Devil in the Details

Undertaking such a build, I knew I had to devote time to fabricating most of the interior, chassis, and drivetrain. Inside the custom-built cockpit, there is a mix of brushed steel, rivets, copper, fuel lines, fire extinguishers, steel plates, aviation gauges, an airplane steering wheel, thrust levers, and lots of push/pull
switches and buttons with weird functions. The bomber seats look right at home. There’s even some WW II airplane nose art decorating the rear glass.

The chassis was based on the original truck’s but has been widened and elongated with styrene beams. In front, the rack and pinion and the suspension are custom-made, as is the rear end and all the spindles.

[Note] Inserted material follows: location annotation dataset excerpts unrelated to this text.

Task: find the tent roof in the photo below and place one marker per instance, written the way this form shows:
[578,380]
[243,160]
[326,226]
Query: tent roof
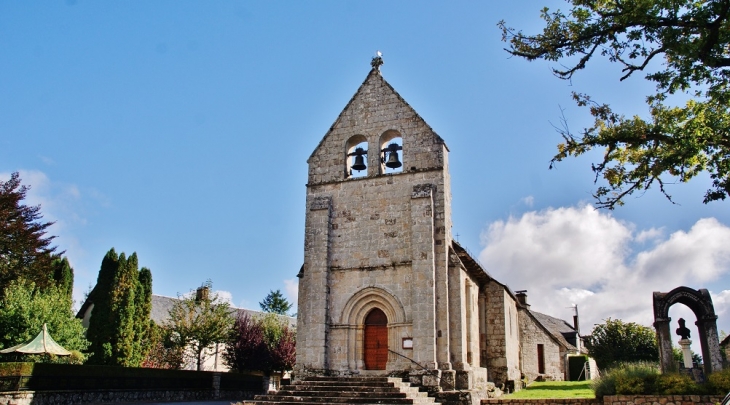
[43,343]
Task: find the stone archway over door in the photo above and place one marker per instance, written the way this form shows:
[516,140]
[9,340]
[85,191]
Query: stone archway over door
[700,302]
[376,340]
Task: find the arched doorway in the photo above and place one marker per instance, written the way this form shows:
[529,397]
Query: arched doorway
[376,340]
[700,302]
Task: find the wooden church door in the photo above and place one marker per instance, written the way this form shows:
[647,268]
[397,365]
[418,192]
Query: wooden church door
[376,340]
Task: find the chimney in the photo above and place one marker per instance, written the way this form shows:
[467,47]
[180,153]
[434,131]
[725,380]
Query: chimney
[202,294]
[522,298]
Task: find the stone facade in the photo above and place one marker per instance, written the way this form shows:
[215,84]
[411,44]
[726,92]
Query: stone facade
[382,240]
[552,356]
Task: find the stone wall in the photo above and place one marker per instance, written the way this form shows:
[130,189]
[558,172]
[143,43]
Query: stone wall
[116,396]
[531,335]
[615,400]
[379,240]
[501,343]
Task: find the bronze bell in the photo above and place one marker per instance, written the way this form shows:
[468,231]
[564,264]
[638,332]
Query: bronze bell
[392,151]
[393,161]
[359,160]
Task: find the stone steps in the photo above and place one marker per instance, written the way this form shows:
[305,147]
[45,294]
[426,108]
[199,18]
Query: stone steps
[345,390]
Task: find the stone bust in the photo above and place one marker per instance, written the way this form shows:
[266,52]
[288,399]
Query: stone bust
[683,331]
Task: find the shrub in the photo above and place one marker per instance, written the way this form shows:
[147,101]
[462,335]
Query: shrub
[719,382]
[627,378]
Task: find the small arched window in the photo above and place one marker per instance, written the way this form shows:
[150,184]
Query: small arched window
[391,152]
[356,157]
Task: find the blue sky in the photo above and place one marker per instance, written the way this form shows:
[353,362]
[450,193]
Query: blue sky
[180,130]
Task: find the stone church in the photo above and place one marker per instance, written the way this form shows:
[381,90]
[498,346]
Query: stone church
[385,288]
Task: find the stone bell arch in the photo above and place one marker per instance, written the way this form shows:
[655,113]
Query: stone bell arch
[700,302]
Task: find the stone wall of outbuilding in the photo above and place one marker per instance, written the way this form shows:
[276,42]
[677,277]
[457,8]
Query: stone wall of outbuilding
[500,343]
[532,335]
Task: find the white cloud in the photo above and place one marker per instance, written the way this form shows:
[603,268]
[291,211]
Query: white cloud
[224,296]
[62,204]
[578,255]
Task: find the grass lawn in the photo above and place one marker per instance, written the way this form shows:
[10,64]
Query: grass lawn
[554,389]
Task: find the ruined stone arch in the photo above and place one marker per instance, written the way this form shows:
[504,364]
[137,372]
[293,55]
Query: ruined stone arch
[700,302]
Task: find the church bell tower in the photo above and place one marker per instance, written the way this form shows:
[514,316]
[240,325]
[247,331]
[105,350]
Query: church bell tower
[373,291]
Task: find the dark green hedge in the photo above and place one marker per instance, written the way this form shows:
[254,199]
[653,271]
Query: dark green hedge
[575,367]
[44,376]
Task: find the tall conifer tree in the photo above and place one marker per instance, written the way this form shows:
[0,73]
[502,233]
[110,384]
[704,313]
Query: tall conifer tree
[119,323]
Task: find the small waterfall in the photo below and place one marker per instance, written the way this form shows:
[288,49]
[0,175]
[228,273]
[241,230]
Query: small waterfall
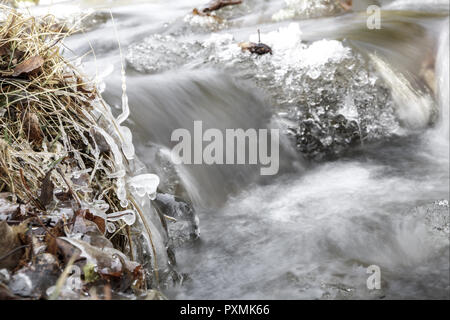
[442,75]
[165,102]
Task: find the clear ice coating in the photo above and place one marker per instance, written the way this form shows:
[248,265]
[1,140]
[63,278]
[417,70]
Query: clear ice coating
[127,216]
[333,94]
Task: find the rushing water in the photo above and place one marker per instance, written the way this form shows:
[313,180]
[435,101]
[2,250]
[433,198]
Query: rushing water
[311,231]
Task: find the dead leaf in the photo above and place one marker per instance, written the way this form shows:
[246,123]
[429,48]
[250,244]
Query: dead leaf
[99,221]
[9,243]
[47,188]
[219,4]
[6,294]
[29,65]
[31,127]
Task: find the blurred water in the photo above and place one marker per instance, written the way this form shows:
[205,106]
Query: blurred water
[311,231]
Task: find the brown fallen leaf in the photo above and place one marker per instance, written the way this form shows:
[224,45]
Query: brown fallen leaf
[219,4]
[6,294]
[47,189]
[29,65]
[99,221]
[10,246]
[32,128]
[4,50]
[255,48]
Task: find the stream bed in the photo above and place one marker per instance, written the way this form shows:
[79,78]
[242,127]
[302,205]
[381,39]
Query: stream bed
[364,159]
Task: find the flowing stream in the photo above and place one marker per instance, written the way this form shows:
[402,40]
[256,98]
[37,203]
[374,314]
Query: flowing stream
[312,230]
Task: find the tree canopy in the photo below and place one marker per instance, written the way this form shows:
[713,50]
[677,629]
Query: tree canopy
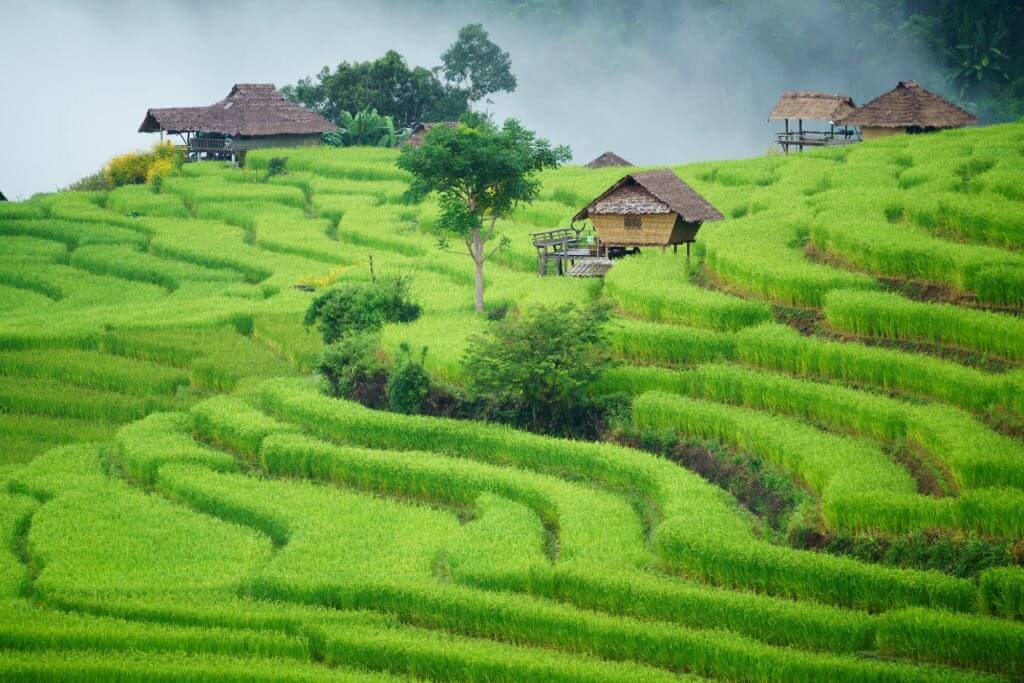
[476,65]
[387,84]
[472,68]
[479,173]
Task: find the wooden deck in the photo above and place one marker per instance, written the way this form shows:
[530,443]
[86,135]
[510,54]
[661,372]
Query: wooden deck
[565,251]
[815,138]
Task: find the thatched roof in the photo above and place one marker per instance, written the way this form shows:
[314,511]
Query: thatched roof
[250,109]
[909,104]
[421,129]
[812,105]
[608,159]
[651,191]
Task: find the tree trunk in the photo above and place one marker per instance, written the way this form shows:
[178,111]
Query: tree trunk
[476,250]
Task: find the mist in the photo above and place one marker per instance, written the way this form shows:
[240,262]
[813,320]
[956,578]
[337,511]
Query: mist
[677,85]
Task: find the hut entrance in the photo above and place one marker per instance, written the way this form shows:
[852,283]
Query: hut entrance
[907,109]
[253,115]
[649,209]
[805,105]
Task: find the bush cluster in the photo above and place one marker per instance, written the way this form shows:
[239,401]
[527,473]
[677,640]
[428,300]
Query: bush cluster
[349,319]
[142,167]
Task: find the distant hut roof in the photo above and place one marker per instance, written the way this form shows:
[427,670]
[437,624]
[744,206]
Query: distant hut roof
[608,159]
[651,191]
[420,131]
[250,109]
[909,104]
[812,105]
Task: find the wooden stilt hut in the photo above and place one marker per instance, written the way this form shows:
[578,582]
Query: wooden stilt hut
[907,109]
[253,115]
[806,105]
[648,209]
[608,159]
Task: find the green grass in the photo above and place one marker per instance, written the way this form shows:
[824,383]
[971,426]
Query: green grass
[657,288]
[891,316]
[156,528]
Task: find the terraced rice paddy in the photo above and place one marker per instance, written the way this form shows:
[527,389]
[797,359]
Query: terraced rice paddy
[178,500]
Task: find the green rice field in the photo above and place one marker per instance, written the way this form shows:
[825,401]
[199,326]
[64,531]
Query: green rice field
[179,501]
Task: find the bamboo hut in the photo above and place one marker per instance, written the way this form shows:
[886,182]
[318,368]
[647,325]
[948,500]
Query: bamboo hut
[906,109]
[253,115]
[608,159]
[648,209]
[806,105]
[420,131]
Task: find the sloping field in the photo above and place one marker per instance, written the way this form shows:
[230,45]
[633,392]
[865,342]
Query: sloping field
[177,499]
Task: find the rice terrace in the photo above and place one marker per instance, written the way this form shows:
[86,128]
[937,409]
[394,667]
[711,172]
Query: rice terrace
[368,376]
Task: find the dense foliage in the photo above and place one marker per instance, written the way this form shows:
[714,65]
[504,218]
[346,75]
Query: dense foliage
[473,67]
[365,128]
[179,500]
[538,371]
[479,173]
[477,66]
[357,307]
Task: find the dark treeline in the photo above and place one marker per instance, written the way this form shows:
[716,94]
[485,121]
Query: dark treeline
[471,69]
[975,48]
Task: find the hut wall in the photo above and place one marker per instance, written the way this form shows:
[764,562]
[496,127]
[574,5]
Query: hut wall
[873,132]
[258,141]
[655,229]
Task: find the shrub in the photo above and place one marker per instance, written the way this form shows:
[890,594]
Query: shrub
[159,170]
[409,384]
[129,169]
[361,306]
[535,372]
[275,166]
[136,168]
[350,364]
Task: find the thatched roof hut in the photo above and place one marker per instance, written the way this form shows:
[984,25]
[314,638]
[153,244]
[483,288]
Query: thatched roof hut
[253,115]
[420,131]
[811,107]
[249,110]
[608,159]
[649,208]
[907,109]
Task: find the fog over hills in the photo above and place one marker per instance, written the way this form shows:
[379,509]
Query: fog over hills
[665,83]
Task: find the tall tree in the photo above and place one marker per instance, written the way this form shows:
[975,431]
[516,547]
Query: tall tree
[387,84]
[476,65]
[479,173]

The two belts for the V-drive came from a supercharged engine set by GMP, and are hooked to a custom-made boat transfer case I built out of styrene. The bed was a separate build all by itself. I wanted to replicate riveted steel plates and metalwork, so it had to look like steel. I tubbed the bed using styrene and ran rivets everywhere. I then added the extras: oil and air tanks with dual batteries, an aviation-style refuel system, and copper-colored lines.


Just in Time

That was quite the task to accomplish in just three months! So many things had to line up perfectly—and miraculously, they did. Since getting it done was a long shot from the start, I realized that my truck had its name. I managed to reveal Long Shot a few hours before the deadline; it was a big relief, and gratifying to see it on the screen, entered successfully into the contest. The crazy amount of work, money, sleepless nights, and time spent on the truck was worth it—even more so when I learned that it had been voted the winner of the 1/18 Diecast Junkies Build Off competition among so many fantastic entries from around the world. To this day, I am grateful for all the support and love this build received from the diecast community…and beyond.


Postscript

After Long Shot was built, I decided to try another long shot and contact Gary Corns and his family to thank them for all the inspiration I got from the amazing hot rod they built. To my eyes, this is one of the most iconic builds of all time. I expressed my admiration for their outstanding work and sent them pictures of my version. Their response was simply amazing! We talked back and forth, comparing notes about our builds. The next thing I knew, pictures of my Long Shot showed up on the official Instagram account of PART. Such a thrill! And a few days later, I received a phone call from Gary Corns himself and we chatted about his amazing build and my 1:18 version. We made plans for a future meetup, and he sent me a signed copy of the issue of Hot Rod that featured his truck. Now I have even more reason to make a pilgrimage to visit his shop to see PART in action and meet the Corns in person.